To bridge the knowledge gap between the common people and those formulating and carrying out policies, a specific effort is made to inform and educate the population about current issues. Despite the war and economic hardship, I found that, besides literacy programs, several new social science academies have been set up in Rojava where the ideas of Foucault, Agamben and Judith Butler are discussed using participative educational techniques. The effort to involve Arabs and other non-Kurdish groups in this social transformation is genuine. I met Arabs, Aramaeans, Yezidis and other minorities in positions of power and as participants in such debates.
The Rojava Kurds may be able to handle the firebrand radicals of the Islamic State; but they face a much more daunting threat to the north. The Turkish State has made it clear several times over the past years that they will not tolerate an autonomous Kurdish zone run by PKK allies in Syria. Turkey has hermetically sealed its border with Rojava (whereas its border with ISIS-held territory is open) thus strangling the Kurdish region economically. Turkish premier Davutoglu has slammed the USA and Russia for approaching the YPG with support, saying there is no difference between ISIS and the YPG-PYD, all being terrorists.
In July 2015, when Turkey finally gave in to international pressure to start bombing ISIS positions, almost all their sorties were in fact directed towards PKK positions in southeast Turkey and northern Iraq, thereby breaking a 2-year truce and negotiation process. Recently, the Turkish army has shelled YPG positions in Syria with the declared intent of stopping their further advance into ISIS-held territory.
Turkey is particularly nervous about Kurdish autonomy because the conflict between the Turkish state and the Kurds has flared up, after many years of calm. In the June 2015 elections, the People’s Democratic Party, the mostly Kurdish HDP, won a surprisingly high portion of the popular vote. The HDP is openly sympathetic towards the PKK and, interestingly, has adopted the principle of male/female co-chairs for its top positions.

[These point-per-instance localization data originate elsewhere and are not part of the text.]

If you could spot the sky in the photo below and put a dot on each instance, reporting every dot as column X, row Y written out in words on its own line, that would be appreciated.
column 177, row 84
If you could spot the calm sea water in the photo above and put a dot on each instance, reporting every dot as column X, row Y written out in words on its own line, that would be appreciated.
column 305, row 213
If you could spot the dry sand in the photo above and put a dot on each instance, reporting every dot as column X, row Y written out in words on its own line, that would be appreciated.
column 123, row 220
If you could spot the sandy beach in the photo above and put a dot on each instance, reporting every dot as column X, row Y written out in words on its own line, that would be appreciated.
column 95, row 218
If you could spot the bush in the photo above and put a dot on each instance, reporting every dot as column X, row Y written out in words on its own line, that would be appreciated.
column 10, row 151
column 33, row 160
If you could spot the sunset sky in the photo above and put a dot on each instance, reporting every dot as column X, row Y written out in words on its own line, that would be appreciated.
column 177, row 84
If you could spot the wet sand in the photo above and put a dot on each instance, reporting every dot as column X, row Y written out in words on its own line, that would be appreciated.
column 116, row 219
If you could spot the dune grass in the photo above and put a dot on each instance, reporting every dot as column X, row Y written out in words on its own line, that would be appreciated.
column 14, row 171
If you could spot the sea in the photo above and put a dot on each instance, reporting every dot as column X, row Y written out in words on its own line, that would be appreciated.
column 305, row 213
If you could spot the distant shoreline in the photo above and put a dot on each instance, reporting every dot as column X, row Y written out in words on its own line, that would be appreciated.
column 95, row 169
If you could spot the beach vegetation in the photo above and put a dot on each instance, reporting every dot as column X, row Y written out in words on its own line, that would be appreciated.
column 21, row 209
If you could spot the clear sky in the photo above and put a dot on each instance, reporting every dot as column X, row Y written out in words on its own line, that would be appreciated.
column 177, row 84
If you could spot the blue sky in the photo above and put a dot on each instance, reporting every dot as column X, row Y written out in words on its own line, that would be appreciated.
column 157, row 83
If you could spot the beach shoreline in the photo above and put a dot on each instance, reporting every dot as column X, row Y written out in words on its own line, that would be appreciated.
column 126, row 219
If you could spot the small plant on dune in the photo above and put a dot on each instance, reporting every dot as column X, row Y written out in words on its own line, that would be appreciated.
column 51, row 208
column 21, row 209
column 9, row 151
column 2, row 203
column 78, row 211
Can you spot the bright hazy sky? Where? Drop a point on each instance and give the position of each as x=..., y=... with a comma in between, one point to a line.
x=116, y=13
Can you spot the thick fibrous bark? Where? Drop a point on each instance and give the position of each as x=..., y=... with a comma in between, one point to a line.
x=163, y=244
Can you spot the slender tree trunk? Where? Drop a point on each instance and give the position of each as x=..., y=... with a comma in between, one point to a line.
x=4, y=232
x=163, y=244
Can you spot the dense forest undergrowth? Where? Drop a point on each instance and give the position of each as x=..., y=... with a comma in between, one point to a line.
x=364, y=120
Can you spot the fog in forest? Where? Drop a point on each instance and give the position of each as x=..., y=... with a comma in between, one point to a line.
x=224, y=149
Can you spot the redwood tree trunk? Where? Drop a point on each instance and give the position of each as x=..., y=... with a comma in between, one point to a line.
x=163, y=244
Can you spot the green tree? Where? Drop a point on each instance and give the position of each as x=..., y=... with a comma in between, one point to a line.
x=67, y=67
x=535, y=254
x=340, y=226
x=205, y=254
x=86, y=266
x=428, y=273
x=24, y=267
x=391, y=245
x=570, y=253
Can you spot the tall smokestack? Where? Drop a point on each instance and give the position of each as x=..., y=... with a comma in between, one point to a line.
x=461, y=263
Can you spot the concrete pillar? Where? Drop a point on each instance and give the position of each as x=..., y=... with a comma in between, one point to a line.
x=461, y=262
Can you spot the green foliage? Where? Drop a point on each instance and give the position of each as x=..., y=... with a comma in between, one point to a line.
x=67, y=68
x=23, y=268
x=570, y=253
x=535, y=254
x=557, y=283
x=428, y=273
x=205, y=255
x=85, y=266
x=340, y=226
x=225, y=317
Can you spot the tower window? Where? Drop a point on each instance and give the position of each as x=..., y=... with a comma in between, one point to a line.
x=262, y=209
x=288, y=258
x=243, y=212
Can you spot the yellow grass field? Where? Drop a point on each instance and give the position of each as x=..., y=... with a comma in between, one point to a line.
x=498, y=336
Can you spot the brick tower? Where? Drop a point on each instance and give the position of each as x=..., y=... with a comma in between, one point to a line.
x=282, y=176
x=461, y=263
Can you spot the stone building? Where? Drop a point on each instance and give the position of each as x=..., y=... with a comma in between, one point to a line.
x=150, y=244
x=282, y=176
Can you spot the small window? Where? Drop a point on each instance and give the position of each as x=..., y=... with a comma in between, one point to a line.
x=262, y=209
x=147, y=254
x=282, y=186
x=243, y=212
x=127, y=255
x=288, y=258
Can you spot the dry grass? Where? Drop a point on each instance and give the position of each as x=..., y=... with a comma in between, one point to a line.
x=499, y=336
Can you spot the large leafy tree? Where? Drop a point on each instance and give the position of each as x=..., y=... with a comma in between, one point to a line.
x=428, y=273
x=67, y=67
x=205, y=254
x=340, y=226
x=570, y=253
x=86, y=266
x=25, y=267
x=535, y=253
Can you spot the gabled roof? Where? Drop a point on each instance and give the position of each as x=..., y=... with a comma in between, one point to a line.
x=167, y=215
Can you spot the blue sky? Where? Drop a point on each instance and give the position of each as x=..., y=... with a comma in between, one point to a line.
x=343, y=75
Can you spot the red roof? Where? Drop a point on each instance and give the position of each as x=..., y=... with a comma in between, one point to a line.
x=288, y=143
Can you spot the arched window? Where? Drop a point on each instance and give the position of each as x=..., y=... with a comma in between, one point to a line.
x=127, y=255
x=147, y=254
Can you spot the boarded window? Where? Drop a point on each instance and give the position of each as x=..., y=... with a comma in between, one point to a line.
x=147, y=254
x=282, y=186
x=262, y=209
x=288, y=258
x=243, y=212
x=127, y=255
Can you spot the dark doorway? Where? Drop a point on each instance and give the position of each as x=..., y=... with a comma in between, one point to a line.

The ruling AKP’s failure (or unwillingness?) to form a coalition government led President Erdogan to call new elections on November 1. The AKP gained an absolute majority by presenting itself as the sole guarantor for stability in the country. Its hardline stance on the Kurds allowed the AKP to capture part of the ultra-nationalist vote, while cowing moderate Kurdish voters who fear more conflict into abstention.
But Kurds throughout Turkey, inspired in part by Rojava, are already self-organizing in communities, ready to declare their autonomy if and when Turkish State control weakens. To quell this upsurge, it is quite possible that the Turkish government will attempt to crush the Rojava revolution – depending on the evolution of its internal politics.

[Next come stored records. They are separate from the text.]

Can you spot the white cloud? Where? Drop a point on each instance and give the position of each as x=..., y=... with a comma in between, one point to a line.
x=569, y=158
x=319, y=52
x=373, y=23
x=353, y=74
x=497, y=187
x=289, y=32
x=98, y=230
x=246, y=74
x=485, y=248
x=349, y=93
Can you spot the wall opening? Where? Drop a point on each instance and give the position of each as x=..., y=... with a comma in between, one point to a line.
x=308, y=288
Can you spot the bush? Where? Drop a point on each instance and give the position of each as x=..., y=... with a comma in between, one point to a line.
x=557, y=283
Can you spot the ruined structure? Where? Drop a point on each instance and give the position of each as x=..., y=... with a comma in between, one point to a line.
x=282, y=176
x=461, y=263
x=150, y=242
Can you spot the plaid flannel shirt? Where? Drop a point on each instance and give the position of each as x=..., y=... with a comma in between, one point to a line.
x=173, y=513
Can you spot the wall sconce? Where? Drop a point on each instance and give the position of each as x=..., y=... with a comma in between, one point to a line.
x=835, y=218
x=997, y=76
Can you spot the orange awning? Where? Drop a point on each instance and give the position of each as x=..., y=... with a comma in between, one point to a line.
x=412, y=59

Will the world stand by if this happens? The EU might, in order to secure the cooperation of Turkey as a buffer state in its refugee crisis, but the United States seem to have more leeway. For too long now it has been standing at the crossroads in its policies towards Syria, and the Middle East in general. The Rojava democratic experiment is fully in line with all the US stands for. It is a model that could work in the rest of Syria, and in other crisis areas of the world Might it work in the West? At any rate, it has proven to be the best defense against the Islamic State.
In any case, my own belief in democracy was incredibly energized by my visit to Rojava. Thanks are due to the Dutch artist Jonas Staal—who is building a parliament in Rojava—for inviting me.